Right now there are over 4,000 law suits against Merck for Vioxx. If
each clocks in at $25 million, then your verdict is that the social
harm from Vioxx exceeds $100 billion, before thousands more join in
the treasure hunt. Pfizer’s Celebrex and Bextra could easily be next. Understand that no future drug will be free of adverse side effects,
nor reach market, without the tough calls that Merck had to make with Vioxx. Your implicit verdict is to shut down the entire quest for new medical therapies. Your verdict says you think that the American
public is really better off with just hot-water bottles and leftover
aspirin tablets.
Ah, you will say, but we’re only after Vioxx, and not those good
drugs. Sorry, the investment community won’t take you at your word.
It realizes that any new drug which treats common chronic conditions
can generate the same ruinous financial losses as Vioxx, because the
flimsy evidence on causation and malice you cobbled together in the
Ernst case can be ginned up in any other. Clever lawyers like Mr.

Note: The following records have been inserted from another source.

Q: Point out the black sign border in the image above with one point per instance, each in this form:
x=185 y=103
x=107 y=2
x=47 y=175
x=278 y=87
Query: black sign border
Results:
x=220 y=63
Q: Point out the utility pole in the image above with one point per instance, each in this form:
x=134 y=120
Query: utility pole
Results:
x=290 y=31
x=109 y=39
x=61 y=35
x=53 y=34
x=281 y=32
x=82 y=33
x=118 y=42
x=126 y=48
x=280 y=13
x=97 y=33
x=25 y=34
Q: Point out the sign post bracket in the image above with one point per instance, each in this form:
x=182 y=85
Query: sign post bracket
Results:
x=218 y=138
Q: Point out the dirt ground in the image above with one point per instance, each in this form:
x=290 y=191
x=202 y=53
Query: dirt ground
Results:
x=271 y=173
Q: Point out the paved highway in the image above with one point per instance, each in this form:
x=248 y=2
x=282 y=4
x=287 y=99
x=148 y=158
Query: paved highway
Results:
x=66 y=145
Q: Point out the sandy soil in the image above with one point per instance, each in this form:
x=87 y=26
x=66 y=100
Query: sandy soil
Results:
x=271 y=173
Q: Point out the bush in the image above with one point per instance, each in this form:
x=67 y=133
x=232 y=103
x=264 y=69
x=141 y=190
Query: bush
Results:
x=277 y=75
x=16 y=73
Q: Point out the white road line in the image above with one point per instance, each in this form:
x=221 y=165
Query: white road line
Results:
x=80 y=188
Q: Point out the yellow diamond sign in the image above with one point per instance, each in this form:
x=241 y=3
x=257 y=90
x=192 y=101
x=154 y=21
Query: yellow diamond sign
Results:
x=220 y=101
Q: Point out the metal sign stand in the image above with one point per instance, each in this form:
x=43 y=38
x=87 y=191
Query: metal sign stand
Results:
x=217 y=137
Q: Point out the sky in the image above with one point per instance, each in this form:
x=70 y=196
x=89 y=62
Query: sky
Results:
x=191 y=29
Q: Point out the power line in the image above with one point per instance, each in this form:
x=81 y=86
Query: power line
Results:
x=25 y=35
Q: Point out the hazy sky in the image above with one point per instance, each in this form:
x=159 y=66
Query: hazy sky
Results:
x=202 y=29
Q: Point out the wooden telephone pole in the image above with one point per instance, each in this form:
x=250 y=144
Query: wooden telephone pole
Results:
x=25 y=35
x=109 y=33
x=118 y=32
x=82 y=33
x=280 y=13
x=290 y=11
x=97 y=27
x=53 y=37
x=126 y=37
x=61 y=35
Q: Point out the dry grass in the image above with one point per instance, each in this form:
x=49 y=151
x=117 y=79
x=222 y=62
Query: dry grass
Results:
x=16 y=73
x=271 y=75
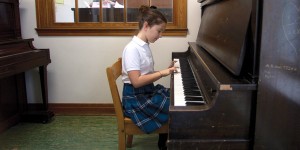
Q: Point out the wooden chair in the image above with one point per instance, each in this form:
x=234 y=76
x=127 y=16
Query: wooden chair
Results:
x=125 y=125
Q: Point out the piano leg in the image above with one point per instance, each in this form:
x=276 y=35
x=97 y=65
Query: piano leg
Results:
x=44 y=115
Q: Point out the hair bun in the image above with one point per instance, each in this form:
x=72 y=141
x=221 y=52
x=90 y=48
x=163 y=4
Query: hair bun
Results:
x=153 y=7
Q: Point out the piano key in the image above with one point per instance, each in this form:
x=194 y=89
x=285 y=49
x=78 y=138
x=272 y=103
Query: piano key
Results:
x=186 y=91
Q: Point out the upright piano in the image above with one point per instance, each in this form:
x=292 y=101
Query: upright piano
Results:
x=213 y=93
x=18 y=55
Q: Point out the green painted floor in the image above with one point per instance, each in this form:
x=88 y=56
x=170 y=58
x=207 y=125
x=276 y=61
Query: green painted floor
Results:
x=71 y=133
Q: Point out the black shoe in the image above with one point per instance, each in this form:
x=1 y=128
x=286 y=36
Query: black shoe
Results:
x=162 y=141
x=163 y=148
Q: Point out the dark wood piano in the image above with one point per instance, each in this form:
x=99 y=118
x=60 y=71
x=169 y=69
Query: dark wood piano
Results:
x=18 y=55
x=213 y=95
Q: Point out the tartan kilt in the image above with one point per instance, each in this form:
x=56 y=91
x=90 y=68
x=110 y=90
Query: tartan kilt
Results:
x=147 y=106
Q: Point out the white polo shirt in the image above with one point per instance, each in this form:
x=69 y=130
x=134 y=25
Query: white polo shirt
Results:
x=136 y=56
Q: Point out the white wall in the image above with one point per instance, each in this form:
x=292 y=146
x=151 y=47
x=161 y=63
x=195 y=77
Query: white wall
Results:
x=77 y=71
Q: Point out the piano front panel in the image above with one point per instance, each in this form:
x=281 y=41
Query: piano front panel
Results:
x=227 y=117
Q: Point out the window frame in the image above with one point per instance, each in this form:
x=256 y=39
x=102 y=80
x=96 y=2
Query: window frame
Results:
x=46 y=26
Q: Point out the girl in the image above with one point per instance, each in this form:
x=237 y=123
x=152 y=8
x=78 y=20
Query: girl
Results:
x=145 y=103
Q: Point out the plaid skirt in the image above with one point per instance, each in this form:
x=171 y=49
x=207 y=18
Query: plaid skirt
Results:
x=147 y=106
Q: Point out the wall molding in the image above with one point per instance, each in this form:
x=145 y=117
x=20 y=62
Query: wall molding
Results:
x=81 y=109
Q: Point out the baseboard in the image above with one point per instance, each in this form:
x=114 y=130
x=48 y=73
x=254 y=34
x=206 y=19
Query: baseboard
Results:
x=81 y=109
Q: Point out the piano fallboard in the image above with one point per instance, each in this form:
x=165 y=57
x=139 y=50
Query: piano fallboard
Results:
x=17 y=56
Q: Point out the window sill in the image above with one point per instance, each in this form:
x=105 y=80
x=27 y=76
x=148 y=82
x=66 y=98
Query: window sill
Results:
x=101 y=32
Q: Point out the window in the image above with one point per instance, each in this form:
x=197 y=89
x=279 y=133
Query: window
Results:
x=104 y=17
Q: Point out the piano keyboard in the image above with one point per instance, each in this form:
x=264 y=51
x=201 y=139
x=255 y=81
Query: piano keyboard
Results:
x=186 y=91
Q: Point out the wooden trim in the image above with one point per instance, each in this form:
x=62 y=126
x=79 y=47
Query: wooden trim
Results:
x=46 y=25
x=82 y=109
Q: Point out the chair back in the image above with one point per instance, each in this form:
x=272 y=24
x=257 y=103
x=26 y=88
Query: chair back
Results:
x=113 y=73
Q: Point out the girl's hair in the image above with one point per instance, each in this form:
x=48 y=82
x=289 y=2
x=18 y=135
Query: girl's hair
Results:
x=150 y=15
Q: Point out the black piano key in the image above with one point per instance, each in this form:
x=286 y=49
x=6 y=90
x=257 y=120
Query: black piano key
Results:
x=190 y=88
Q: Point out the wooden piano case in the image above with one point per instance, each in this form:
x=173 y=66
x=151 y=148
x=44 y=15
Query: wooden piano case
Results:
x=16 y=56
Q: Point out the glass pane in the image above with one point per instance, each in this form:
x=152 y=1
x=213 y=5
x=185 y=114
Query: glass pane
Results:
x=113 y=10
x=165 y=6
x=88 y=10
x=64 y=11
x=132 y=9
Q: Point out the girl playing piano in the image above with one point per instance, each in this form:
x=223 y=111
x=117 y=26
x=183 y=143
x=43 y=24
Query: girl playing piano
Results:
x=145 y=103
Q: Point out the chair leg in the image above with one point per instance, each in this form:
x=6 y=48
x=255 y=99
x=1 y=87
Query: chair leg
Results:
x=129 y=141
x=122 y=139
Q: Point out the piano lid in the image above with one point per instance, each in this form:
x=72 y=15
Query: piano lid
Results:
x=223 y=31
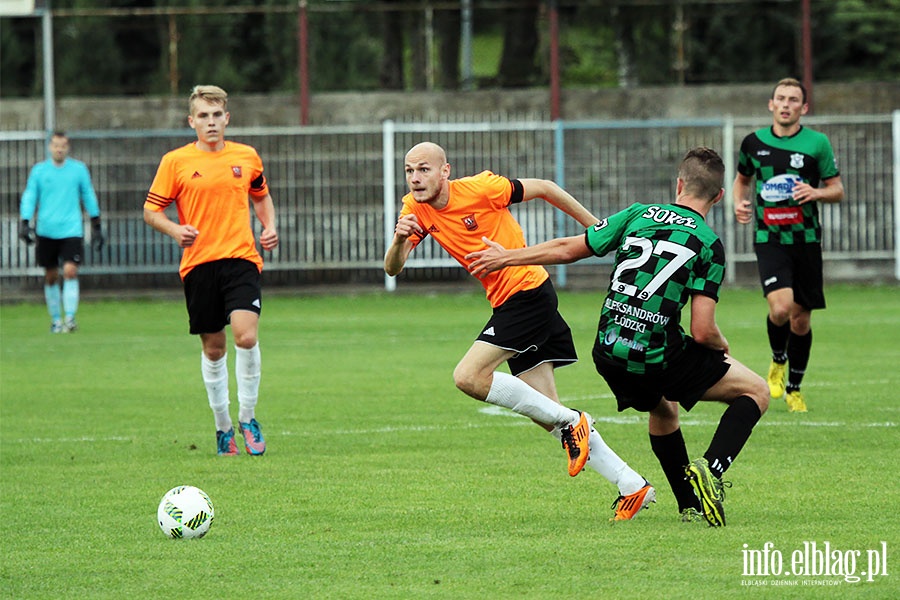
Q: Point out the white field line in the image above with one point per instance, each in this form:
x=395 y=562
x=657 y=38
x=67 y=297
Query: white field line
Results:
x=510 y=419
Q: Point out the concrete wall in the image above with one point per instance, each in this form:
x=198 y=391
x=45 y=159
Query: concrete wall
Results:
x=746 y=100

Lanier will be able to ambush enough large corporations in small,
dusty towns where they will stand the same chance of survival that
Custer had at Little Big Horn. Investors can multiply: They won’t bet hundreds of millions of dollars in new therapies on the off-chance of being proved wrong. They know they’ll go broke if they win 90% of the time.
Your appalling carnage cries out for prompt action. Much as I
disapprove of how the FDA does business, we must enact this hard-
edged no-nonsense legal rule: no drug that makes it through the FDA
gauntlet can be attacked for bad warnings or deficient design. In
plain English, Mr. Lanier, you’re out of court before you make your
opening statement. You’ve already proved beyond a reasonable doubt
that the fancy diagrams that university economists use to explain why the negligence system maximizes social welfare is an academic
delusion that clever lawyers use to prop up a broken tort system.
So where does that leave Merck? Perhaps in Chapter 11, where this
madness may be brought to a halt.
Mr. Epstein, the James Parker Hall Distinguished Service Professor of Law at the University of Chicago and the Peter and Kirsten Bedford
Senior Fellow at the Hoover Institution, has consulted extensively
for the pharmaceutical industry. His book on the industry will be
published next year by Yale University Press.